Some 500 Qatar residents have sought help from the government after their employers denied them permission to leave the country over the past month.
Since then, it has met almost a dozen times and resolved some 321 cases. That’s about 64 percent of the petitions.
In a statement, the MOI said that 20 exit permits were issued immediately. And another 296 were granted after “friendly coordination” with employers.
But the MOI added that 177 applications had issues that were beyond the scope of the committee.
This included petitions filed by expats who quit their jobs by fleeing their employers (labeled “absconders” under the law) and people who face travel bans.
The government noted that once it got involved, employers were usually willing to grant the exit permits fairly quickly.
However, Qatar has come under fire from rights groups over the past month for not removing its exit permit requirement in the first place.
This was not initially the plan.
When it was signed by the Emir, Law No. 21 of 2015 on the entry, exit, and residence of expatriates stated that an automated system would be set up under the MOI to grant “leave certificates” for expats.

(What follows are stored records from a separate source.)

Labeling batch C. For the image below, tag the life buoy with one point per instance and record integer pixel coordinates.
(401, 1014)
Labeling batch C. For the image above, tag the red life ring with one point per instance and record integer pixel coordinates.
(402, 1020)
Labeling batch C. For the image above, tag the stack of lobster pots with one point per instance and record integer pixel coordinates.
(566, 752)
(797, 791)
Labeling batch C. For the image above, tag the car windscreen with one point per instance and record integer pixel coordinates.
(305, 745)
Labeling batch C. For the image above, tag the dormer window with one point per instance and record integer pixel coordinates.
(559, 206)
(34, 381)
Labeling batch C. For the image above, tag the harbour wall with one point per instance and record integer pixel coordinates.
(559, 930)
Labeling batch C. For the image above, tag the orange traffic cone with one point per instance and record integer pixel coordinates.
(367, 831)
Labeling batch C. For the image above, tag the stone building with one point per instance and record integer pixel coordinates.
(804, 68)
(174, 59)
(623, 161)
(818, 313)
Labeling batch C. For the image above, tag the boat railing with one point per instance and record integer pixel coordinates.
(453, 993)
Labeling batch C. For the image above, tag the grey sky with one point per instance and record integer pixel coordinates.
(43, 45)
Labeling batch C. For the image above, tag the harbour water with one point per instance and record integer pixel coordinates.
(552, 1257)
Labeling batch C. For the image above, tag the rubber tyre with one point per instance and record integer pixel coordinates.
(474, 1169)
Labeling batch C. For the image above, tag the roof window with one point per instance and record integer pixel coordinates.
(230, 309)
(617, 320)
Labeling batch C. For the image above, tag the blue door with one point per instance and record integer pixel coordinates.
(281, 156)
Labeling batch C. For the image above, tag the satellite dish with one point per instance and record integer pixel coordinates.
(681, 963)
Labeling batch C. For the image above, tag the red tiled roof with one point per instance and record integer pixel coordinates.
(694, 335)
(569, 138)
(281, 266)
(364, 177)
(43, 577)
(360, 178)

However, an amendment to the law was approved this month to keep control of exit permits under one’s employer.
Any expats who have trouble leaving the country can appeal to the new Exit Permit Grievance Committee.
This can be done by visiting a government services complex or a police station.
The committee must respond to requests for an exit permit within 72 hours of a complaint being lodged, although it may be sooner, especially in emergency situations.